Psychometrics R Us

Tom Sgouros — Tue, 26 Mar 2013 10:09:48 +0000

A few days ago, I wrote about the NECAP test, and the statistical goals of its designers. Since then, I’ve been called “not a psychometrician” on the radio, among other things. I hear that Monday I was insulted on John DePetro’s show, too. So I thought I’d provide accounts of what a couple of psychometricians have had to say about what I wrote.

First we’ll hear from Charles DePascale. He works in New Hampshire, for the Center for Assessment (nciea.org), and is apparently the consultant to the Rhode Island Department of Education (RIDE) on all matters NECAP.

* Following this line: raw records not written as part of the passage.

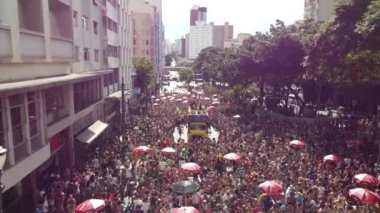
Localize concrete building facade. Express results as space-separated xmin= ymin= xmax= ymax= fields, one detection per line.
xmin=0 ymin=0 xmax=133 ymax=212
xmin=304 ymin=0 xmax=335 ymax=22
xmin=189 ymin=21 xmax=213 ymax=59
xmin=212 ymin=22 xmax=234 ymax=48
xmin=129 ymin=0 xmax=163 ymax=94
xmin=224 ymin=33 xmax=251 ymax=48
xmin=190 ymin=5 xmax=207 ymax=26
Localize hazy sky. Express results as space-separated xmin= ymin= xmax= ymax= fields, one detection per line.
xmin=163 ymin=0 xmax=305 ymax=42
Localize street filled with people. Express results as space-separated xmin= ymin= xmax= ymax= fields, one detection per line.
xmin=36 ymin=89 xmax=380 ymax=213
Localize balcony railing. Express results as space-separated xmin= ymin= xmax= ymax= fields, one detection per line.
xmin=31 ymin=134 xmax=43 ymax=153
xmin=20 ymin=29 xmax=45 ymax=58
xmin=51 ymin=37 xmax=73 ymax=60
xmin=14 ymin=142 xmax=29 ymax=164
xmin=0 ymin=25 xmax=12 ymax=58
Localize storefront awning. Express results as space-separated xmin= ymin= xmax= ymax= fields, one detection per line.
xmin=75 ymin=120 xmax=109 ymax=144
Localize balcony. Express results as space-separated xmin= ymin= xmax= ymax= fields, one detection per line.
xmin=51 ymin=37 xmax=73 ymax=60
xmin=107 ymin=56 xmax=119 ymax=69
xmin=20 ymin=29 xmax=45 ymax=58
xmin=0 ymin=25 xmax=11 ymax=58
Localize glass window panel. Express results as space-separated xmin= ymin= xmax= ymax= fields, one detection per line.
xmin=0 ymin=112 xmax=4 ymax=147
xmin=29 ymin=119 xmax=38 ymax=137
xmin=9 ymin=94 xmax=24 ymax=106
xmin=11 ymin=107 xmax=22 ymax=126
xmin=27 ymin=91 xmax=37 ymax=102
xmin=28 ymin=103 xmax=36 ymax=118
xmin=12 ymin=125 xmax=23 ymax=145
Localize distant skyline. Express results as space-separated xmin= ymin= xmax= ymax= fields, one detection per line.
xmin=163 ymin=0 xmax=305 ymax=42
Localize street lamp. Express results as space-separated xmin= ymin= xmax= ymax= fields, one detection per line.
xmin=0 ymin=146 xmax=7 ymax=213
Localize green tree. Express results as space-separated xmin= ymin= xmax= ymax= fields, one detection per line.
xmin=132 ymin=57 xmax=154 ymax=94
xmin=303 ymin=0 xmax=380 ymax=106
xmin=193 ymin=47 xmax=224 ymax=83
xmin=179 ymin=68 xmax=195 ymax=84
xmin=165 ymin=53 xmax=174 ymax=66
xmin=239 ymin=21 xmax=306 ymax=107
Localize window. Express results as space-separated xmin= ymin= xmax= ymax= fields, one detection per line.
xmin=27 ymin=91 xmax=40 ymax=137
xmin=82 ymin=16 xmax=89 ymax=30
xmin=75 ymin=46 xmax=80 ymax=61
xmin=28 ymin=103 xmax=39 ymax=137
xmin=74 ymin=79 xmax=101 ymax=113
xmin=73 ymin=11 xmax=78 ymax=27
xmin=113 ymin=22 xmax=118 ymax=33
xmin=133 ymin=39 xmax=136 ymax=45
xmin=9 ymin=94 xmax=24 ymax=145
xmin=94 ymin=49 xmax=99 ymax=62
xmin=103 ymin=50 xmax=108 ymax=65
xmin=45 ymin=87 xmax=64 ymax=113
xmin=0 ymin=101 xmax=4 ymax=148
xmin=146 ymin=40 xmax=149 ymax=45
xmin=93 ymin=21 xmax=98 ymax=34
xmin=84 ymin=48 xmax=90 ymax=61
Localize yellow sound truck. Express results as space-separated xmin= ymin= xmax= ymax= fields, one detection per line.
xmin=187 ymin=108 xmax=210 ymax=141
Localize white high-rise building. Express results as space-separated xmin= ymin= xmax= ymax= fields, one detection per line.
xmin=304 ymin=0 xmax=335 ymax=22
xmin=189 ymin=21 xmax=213 ymax=59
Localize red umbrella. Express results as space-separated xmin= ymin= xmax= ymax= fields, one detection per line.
xmin=223 ymin=153 xmax=242 ymax=161
xmin=75 ymin=199 xmax=106 ymax=213
xmin=161 ymin=147 xmax=177 ymax=155
xmin=353 ymin=173 xmax=379 ymax=186
xmin=258 ymin=180 xmax=283 ymax=196
xmin=323 ymin=154 xmax=342 ymax=164
xmin=180 ymin=162 xmax=201 ymax=173
xmin=171 ymin=206 xmax=200 ymax=213
xmin=207 ymin=106 xmax=215 ymax=110
xmin=132 ymin=146 xmax=154 ymax=155
xmin=348 ymin=188 xmax=380 ymax=205
xmin=289 ymin=140 xmax=305 ymax=149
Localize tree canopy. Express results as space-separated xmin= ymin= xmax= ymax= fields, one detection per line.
xmin=132 ymin=57 xmax=154 ymax=92
xmin=192 ymin=0 xmax=380 ymax=111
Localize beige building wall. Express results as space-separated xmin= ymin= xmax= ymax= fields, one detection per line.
xmin=71 ymin=0 xmax=104 ymax=73
xmin=0 ymin=0 xmax=73 ymax=82
xmin=129 ymin=0 xmax=155 ymax=63
xmin=213 ymin=22 xmax=234 ymax=48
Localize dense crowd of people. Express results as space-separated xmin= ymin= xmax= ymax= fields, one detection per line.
xmin=35 ymin=90 xmax=380 ymax=213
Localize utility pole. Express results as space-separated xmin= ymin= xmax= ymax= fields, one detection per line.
xmin=121 ymin=77 xmax=127 ymax=143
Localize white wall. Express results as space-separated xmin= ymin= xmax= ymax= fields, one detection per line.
xmin=189 ymin=21 xmax=213 ymax=59
xmin=0 ymin=63 xmax=70 ymax=82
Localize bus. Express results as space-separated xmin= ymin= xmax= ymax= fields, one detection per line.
xmin=187 ymin=108 xmax=210 ymax=140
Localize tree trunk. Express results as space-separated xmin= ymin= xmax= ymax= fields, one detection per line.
xmin=259 ymin=77 xmax=265 ymax=106
xmin=316 ymin=80 xmax=322 ymax=110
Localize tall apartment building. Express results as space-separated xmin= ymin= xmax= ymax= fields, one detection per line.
xmin=190 ymin=5 xmax=207 ymax=26
xmin=120 ymin=0 xmax=133 ymax=91
xmin=224 ymin=33 xmax=251 ymax=48
xmin=304 ymin=0 xmax=335 ymax=22
xmin=0 ymin=0 xmax=132 ymax=212
xmin=129 ymin=0 xmax=163 ymax=92
xmin=189 ymin=21 xmax=213 ymax=59
xmin=212 ymin=22 xmax=234 ymax=48
xmin=174 ymin=37 xmax=186 ymax=58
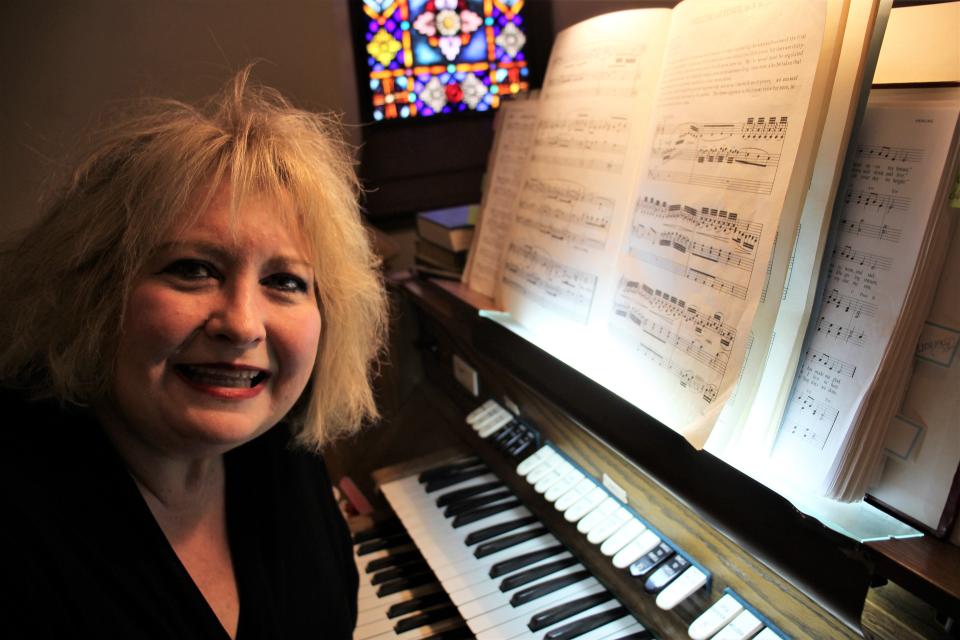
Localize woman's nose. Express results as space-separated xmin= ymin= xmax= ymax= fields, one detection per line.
xmin=204 ymin=282 xmax=266 ymax=347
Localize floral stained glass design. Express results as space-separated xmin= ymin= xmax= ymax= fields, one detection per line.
xmin=361 ymin=0 xmax=530 ymax=120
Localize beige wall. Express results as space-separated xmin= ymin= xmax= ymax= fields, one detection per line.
xmin=0 ymin=0 xmax=662 ymax=236
xmin=0 ymin=0 xmax=359 ymax=235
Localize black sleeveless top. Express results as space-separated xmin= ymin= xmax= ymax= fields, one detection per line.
xmin=0 ymin=391 xmax=358 ymax=639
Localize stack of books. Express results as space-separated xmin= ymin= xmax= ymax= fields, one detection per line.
xmin=414 ymin=205 xmax=477 ymax=278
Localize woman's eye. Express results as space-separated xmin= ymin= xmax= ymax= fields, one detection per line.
xmin=161 ymin=259 xmax=218 ymax=281
xmin=262 ymin=273 xmax=308 ymax=294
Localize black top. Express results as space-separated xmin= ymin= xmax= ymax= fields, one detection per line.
xmin=0 ymin=392 xmax=358 ymax=639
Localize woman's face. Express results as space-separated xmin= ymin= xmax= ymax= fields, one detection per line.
xmin=108 ymin=186 xmax=321 ymax=458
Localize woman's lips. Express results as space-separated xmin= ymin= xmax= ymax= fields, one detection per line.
xmin=174 ymin=363 xmax=270 ymax=399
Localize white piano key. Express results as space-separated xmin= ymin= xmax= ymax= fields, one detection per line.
xmin=447 ymin=550 xmax=576 ymax=606
xmin=457 ymin=563 xmax=589 ymax=620
xmin=534 ymin=461 xmax=576 ymax=494
xmin=753 ymin=628 xmax=783 ymax=640
xmin=432 ymin=531 xmax=559 ymax=583
xmin=712 ymin=608 xmax=763 ymax=640
xmin=611 ymin=530 xmax=661 ymax=569
xmin=466 ymin=399 xmax=499 ymax=424
xmin=554 ymin=477 xmax=595 ymax=512
xmin=365 ymin=616 xmax=463 ymax=640
xmin=516 ymin=446 xmax=553 ymax=476
xmin=655 ymin=565 xmax=708 ymax=610
xmin=687 ymin=593 xmax=744 ymax=639
xmin=544 ymin=467 xmax=587 ymax=502
xmin=485 ymin=593 xmax=620 ymax=639
xmin=564 ymin=486 xmax=609 ymax=522
xmin=356 ymin=583 xmax=442 ymax=613
xmin=586 ymin=507 xmax=633 ymax=545
xmin=550 ymin=608 xmax=637 ymax=640
xmin=577 ymin=497 xmax=622 ymax=535
xmin=599 ymin=519 xmax=646 ymax=557
xmin=468 ymin=577 xmax=605 ymax=636
xmin=526 ymin=456 xmax=563 ymax=485
xmin=477 ymin=412 xmax=515 ymax=438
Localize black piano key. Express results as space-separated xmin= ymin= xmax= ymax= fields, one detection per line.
xmin=543 ymin=606 xmax=630 ymax=640
xmin=417 ymin=458 xmax=482 ymax=483
xmin=376 ymin=572 xmax=437 ymax=597
xmin=356 ymin=532 xmax=412 ymax=556
xmin=527 ymin=591 xmax=615 ymax=631
xmin=491 ymin=423 xmax=518 ymax=444
xmin=488 ymin=544 xmax=566 ymax=578
xmin=452 ymin=498 xmax=523 ymax=527
xmin=509 ymin=438 xmax=535 ymax=457
xmin=364 ymin=550 xmax=422 ymax=573
xmin=393 ymin=605 xmax=461 ymax=633
xmin=386 ymin=591 xmax=452 ymax=618
xmin=464 ymin=515 xmax=539 ymax=546
xmin=609 ymin=631 xmax=654 ymax=640
xmin=499 ymin=557 xmax=580 ymax=592
xmin=643 ymin=554 xmax=690 ymax=593
xmin=352 ymin=517 xmax=402 ymax=544
xmin=435 ymin=481 xmax=504 ymax=507
xmin=628 ymin=542 xmax=674 ymax=577
xmin=369 ymin=560 xmax=431 ymax=585
xmin=474 ymin=526 xmax=548 ymax=558
xmin=509 ymin=569 xmax=591 ymax=607
xmin=424 ymin=467 xmax=490 ymax=493
xmin=443 ymin=489 xmax=514 ymax=517
xmin=421 ymin=625 xmax=474 ymax=640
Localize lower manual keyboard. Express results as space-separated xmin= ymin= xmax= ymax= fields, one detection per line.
xmin=378 ymin=458 xmax=654 ymax=640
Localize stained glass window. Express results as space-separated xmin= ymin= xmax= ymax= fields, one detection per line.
xmin=361 ymin=0 xmax=530 ymax=120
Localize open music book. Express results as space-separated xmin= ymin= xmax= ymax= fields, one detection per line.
xmin=464 ymin=0 xmax=895 ymax=500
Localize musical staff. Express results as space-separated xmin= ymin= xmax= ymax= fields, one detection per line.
xmin=815 ymin=315 xmax=865 ymax=347
xmin=854 ymin=143 xmax=924 ymax=163
xmin=613 ymin=304 xmax=729 ymax=375
xmin=823 ymin=288 xmax=877 ymax=319
xmin=803 ymin=348 xmax=857 ymax=378
xmin=635 ymin=343 xmax=720 ymax=404
xmin=838 ymin=217 xmax=902 ymax=242
xmin=633 ymin=197 xmax=762 ymax=252
xmin=647 ymin=116 xmax=788 ymax=194
xmin=843 ymin=189 xmax=910 ymax=212
xmin=543 ymin=40 xmax=646 ymax=98
xmin=619 ymin=279 xmax=737 ymax=347
xmin=530 ymin=152 xmax=625 ymax=174
xmin=631 ymin=223 xmax=756 ymax=271
xmin=629 ymin=247 xmax=749 ymax=300
xmin=501 ymin=243 xmax=598 ymax=324
xmin=831 ymin=244 xmax=892 ymax=271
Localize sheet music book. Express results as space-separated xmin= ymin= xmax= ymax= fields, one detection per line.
xmin=465 ymin=0 xmax=887 ymax=444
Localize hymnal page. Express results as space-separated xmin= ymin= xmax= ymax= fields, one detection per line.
xmin=464 ymin=99 xmax=539 ymax=299
xmin=709 ymin=0 xmax=887 ymax=458
xmin=495 ymin=9 xmax=671 ymax=338
xmin=768 ymin=99 xmax=960 ymax=497
xmin=608 ymin=0 xmax=834 ymax=443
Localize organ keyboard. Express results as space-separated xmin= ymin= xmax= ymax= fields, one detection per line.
xmin=343 ymin=274 xmax=959 ymax=639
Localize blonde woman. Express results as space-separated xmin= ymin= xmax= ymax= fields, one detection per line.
xmin=0 ymin=68 xmax=386 ymax=638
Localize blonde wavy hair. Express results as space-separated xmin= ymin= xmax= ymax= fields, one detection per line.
xmin=0 ymin=67 xmax=387 ymax=449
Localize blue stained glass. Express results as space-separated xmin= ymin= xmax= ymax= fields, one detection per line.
xmin=370 ymin=79 xmax=380 ymax=90
xmin=495 ymin=69 xmax=508 ymax=82
xmin=413 ymin=39 xmax=442 ymax=65
xmin=409 ymin=0 xmax=429 ymax=14
xmin=400 ymin=106 xmax=410 ymax=117
xmin=460 ymin=33 xmax=487 ymax=61
xmin=520 ymin=67 xmax=529 ymax=77
xmin=409 ymin=92 xmax=418 ymax=101
xmin=373 ymin=110 xmax=384 ymax=121
xmin=396 ymin=76 xmax=407 ymax=89
xmin=401 ymin=20 xmax=410 ymax=30
xmin=485 ymin=17 xmax=494 ymax=26
xmin=490 ymin=85 xmax=499 ymax=94
xmin=385 ymin=19 xmax=395 ymax=31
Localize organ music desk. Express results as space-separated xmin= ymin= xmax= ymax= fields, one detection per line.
xmin=338 ymin=273 xmax=960 ymax=639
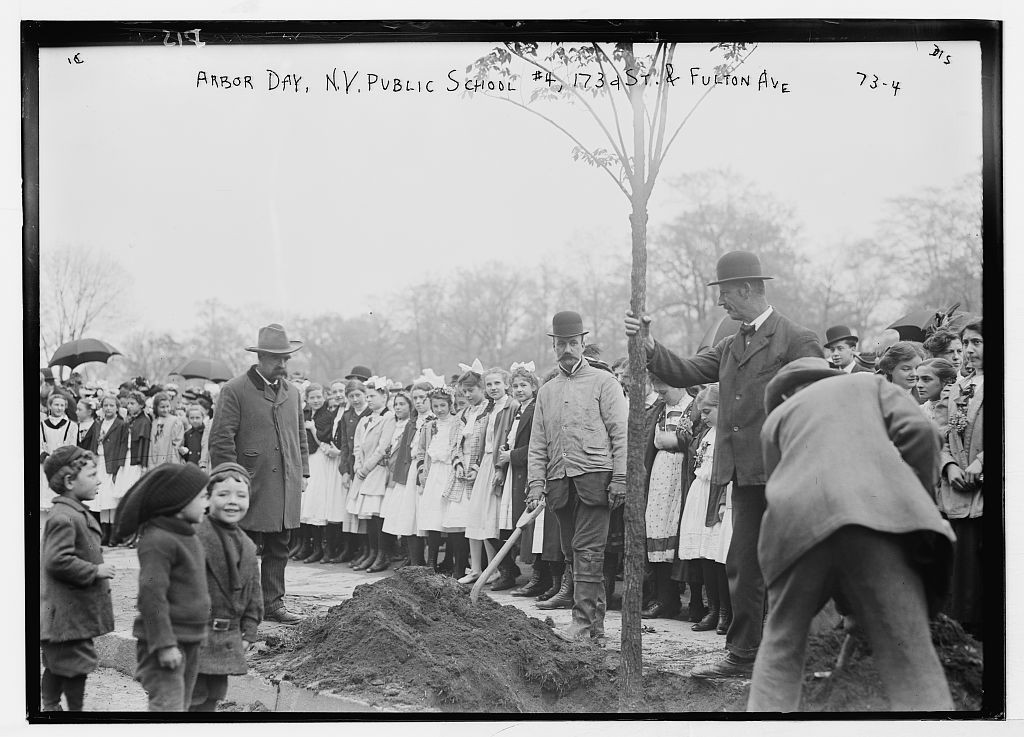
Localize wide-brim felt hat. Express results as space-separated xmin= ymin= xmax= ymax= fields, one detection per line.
xmin=824 ymin=325 xmax=859 ymax=348
xmin=707 ymin=251 xmax=774 ymax=286
xmin=764 ymin=357 xmax=842 ymax=414
xmin=547 ymin=311 xmax=589 ymax=338
xmin=345 ymin=365 xmax=373 ymax=381
xmin=246 ymin=323 xmax=303 ymax=354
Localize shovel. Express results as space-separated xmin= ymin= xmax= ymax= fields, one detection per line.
xmin=470 ymin=500 xmax=546 ymax=604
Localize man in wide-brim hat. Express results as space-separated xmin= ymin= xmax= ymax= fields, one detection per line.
xmin=749 ymin=358 xmax=954 ymax=711
xmin=526 ymin=311 xmax=628 ymax=645
xmin=210 ymin=323 xmax=309 ymax=624
xmin=624 ymin=251 xmax=823 ymax=679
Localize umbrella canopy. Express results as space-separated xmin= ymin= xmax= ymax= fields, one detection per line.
xmin=887 ymin=305 xmax=966 ymax=343
xmin=698 ymin=314 xmax=742 ymax=353
xmin=174 ymin=357 xmax=234 ymax=383
xmin=48 ymin=338 xmax=122 ymax=369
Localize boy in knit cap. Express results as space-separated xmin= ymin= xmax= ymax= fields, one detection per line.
xmin=189 ymin=462 xmax=264 ymax=712
xmin=40 ymin=446 xmax=116 ymax=711
xmin=115 ymin=463 xmax=211 ymax=711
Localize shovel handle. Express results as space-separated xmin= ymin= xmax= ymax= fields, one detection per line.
xmin=470 ymin=501 xmax=545 ymax=604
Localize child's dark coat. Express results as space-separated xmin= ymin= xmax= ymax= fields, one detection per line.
xmin=195 ymin=517 xmax=263 ymax=674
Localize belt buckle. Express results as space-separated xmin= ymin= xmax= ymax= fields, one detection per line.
xmin=212 ymin=618 xmax=231 ymax=631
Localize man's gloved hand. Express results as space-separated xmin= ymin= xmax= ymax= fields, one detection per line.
xmin=607 ymin=481 xmax=627 ymax=510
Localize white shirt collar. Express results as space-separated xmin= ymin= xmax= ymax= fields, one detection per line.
xmin=749 ymin=305 xmax=774 ymax=331
xmin=843 ymin=361 xmax=856 ymax=374
xmin=254 ymin=368 xmax=279 ymax=387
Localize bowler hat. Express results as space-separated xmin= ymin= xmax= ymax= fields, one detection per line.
xmin=824 ymin=325 xmax=858 ymax=349
xmin=547 ymin=311 xmax=589 ymax=338
xmin=707 ymin=251 xmax=774 ymax=286
xmin=246 ymin=323 xmax=303 ymax=354
xmin=345 ymin=365 xmax=373 ymax=381
xmin=764 ymin=357 xmax=842 ymax=414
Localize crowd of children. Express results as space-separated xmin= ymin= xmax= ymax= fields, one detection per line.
xmin=37 ymin=309 xmax=987 ymax=711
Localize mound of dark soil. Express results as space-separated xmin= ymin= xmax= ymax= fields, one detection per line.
xmin=801 ymin=614 xmax=983 ymax=712
xmin=259 ymin=567 xmax=607 ymax=712
xmin=253 ymin=569 xmax=983 ymax=713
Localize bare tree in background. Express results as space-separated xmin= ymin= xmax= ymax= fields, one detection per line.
xmin=39 ymin=246 xmax=128 ymax=363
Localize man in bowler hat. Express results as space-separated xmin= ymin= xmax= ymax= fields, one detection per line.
xmin=624 ymin=251 xmax=823 ymax=678
xmin=209 ymin=324 xmax=309 ymax=624
xmin=823 ymin=325 xmax=872 ymax=373
xmin=527 ymin=311 xmax=628 ymax=644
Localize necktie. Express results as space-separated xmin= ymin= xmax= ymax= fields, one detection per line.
xmin=739 ymin=323 xmax=756 ymax=337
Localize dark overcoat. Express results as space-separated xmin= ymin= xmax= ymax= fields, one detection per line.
xmin=40 ymin=496 xmax=115 ymax=642
xmin=500 ymin=400 xmax=534 ymax=525
xmin=209 ymin=366 xmax=309 ymax=532
xmin=98 ymin=416 xmax=129 ymax=477
xmin=195 ymin=518 xmax=263 ymax=675
xmin=648 ymin=309 xmax=822 ymax=487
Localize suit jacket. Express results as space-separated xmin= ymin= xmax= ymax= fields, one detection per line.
xmin=353 ymin=410 xmax=397 ymax=493
xmin=209 ymin=366 xmax=310 ymax=532
xmin=98 ymin=416 xmax=129 ymax=477
xmin=40 ymin=496 xmax=115 ymax=642
xmin=195 ymin=518 xmax=262 ymax=675
xmin=336 ymin=406 xmax=373 ymax=477
xmin=938 ymin=379 xmax=984 ymax=519
xmin=760 ymin=373 xmax=954 ymax=600
xmin=495 ymin=400 xmax=535 ymax=523
xmin=648 ymin=309 xmax=822 ymax=487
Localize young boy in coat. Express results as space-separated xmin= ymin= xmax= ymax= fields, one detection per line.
xmin=40 ymin=447 xmax=116 ymax=711
xmin=190 ymin=462 xmax=264 ymax=712
xmin=748 ymin=357 xmax=956 ymax=712
xmin=116 ymin=463 xmax=212 ymax=711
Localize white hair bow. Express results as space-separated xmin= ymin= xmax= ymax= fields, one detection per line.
xmin=365 ymin=375 xmax=390 ymax=391
xmin=416 ymin=368 xmax=446 ymax=388
xmin=510 ymin=361 xmax=536 ymax=373
xmin=457 ymin=359 xmax=484 ymax=374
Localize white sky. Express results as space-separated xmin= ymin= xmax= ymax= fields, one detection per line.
xmin=5 ymin=2 xmax=1022 ymax=729
xmin=37 ymin=38 xmax=982 ymax=337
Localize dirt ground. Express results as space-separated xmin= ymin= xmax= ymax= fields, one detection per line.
xmin=90 ymin=546 xmax=982 ymax=714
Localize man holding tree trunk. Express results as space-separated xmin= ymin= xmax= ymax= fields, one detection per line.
xmin=624 ymin=251 xmax=823 ymax=678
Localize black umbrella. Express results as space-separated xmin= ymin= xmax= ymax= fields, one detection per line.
xmin=174 ymin=357 xmax=234 ymax=383
xmin=698 ymin=314 xmax=742 ymax=353
xmin=887 ymin=304 xmax=966 ymax=343
xmin=48 ymin=338 xmax=122 ymax=369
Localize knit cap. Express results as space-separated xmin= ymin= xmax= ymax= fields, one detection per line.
xmin=115 ymin=463 xmax=210 ymax=537
xmin=208 ymin=462 xmax=252 ymax=485
xmin=42 ymin=446 xmax=90 ymax=482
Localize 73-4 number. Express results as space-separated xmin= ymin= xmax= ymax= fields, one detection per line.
xmin=856 ymin=72 xmax=901 ymax=96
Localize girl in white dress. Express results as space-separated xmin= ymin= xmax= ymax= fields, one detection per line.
xmin=94 ymin=395 xmax=127 ymax=545
xmin=298 ymin=384 xmax=330 ymax=562
xmin=349 ymin=379 xmax=397 ymax=572
xmin=39 ymin=392 xmax=78 ymax=513
xmin=417 ymin=387 xmax=458 ymax=571
xmin=677 ymin=385 xmax=732 ymax=633
xmin=461 ymin=368 xmax=511 ymax=585
xmin=443 ymin=368 xmax=489 ymax=581
xmin=381 ymin=392 xmax=419 ymax=544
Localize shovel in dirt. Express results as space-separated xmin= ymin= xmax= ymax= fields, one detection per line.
xmin=470 ymin=500 xmax=546 ymax=604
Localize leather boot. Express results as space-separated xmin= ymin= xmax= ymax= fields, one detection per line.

He wrote up a critique, and RIDE has been sharing it with reporters. They wouldn’t share it with me, though the department spokesguy, Elliot Krieger, told me they’d “consider” any open records request I made for public documents. But fortunately, reporters seem to be more interested in the free flow of information, and you can see the document here. (Elisabeth Harrison of RI Public Radio writes about it here.) It is unsigned in the document body, presumably since DePascale doesn’t speak for the department, according to Krieger, who does speak for them.

The document, whoever wrote it, makes three main points:

The NECAP is not a norm-referenced test, so the number of kids who flunk is a function of their abilities and instruction, not a function of the test design.
The statistical significance of the results means that you can be confident that a student will not be mistakenly flunked.
Performance on the 11th-grade reading test is what you’d expect for a graduation test, therefore the math test, designed the same way, is also fine.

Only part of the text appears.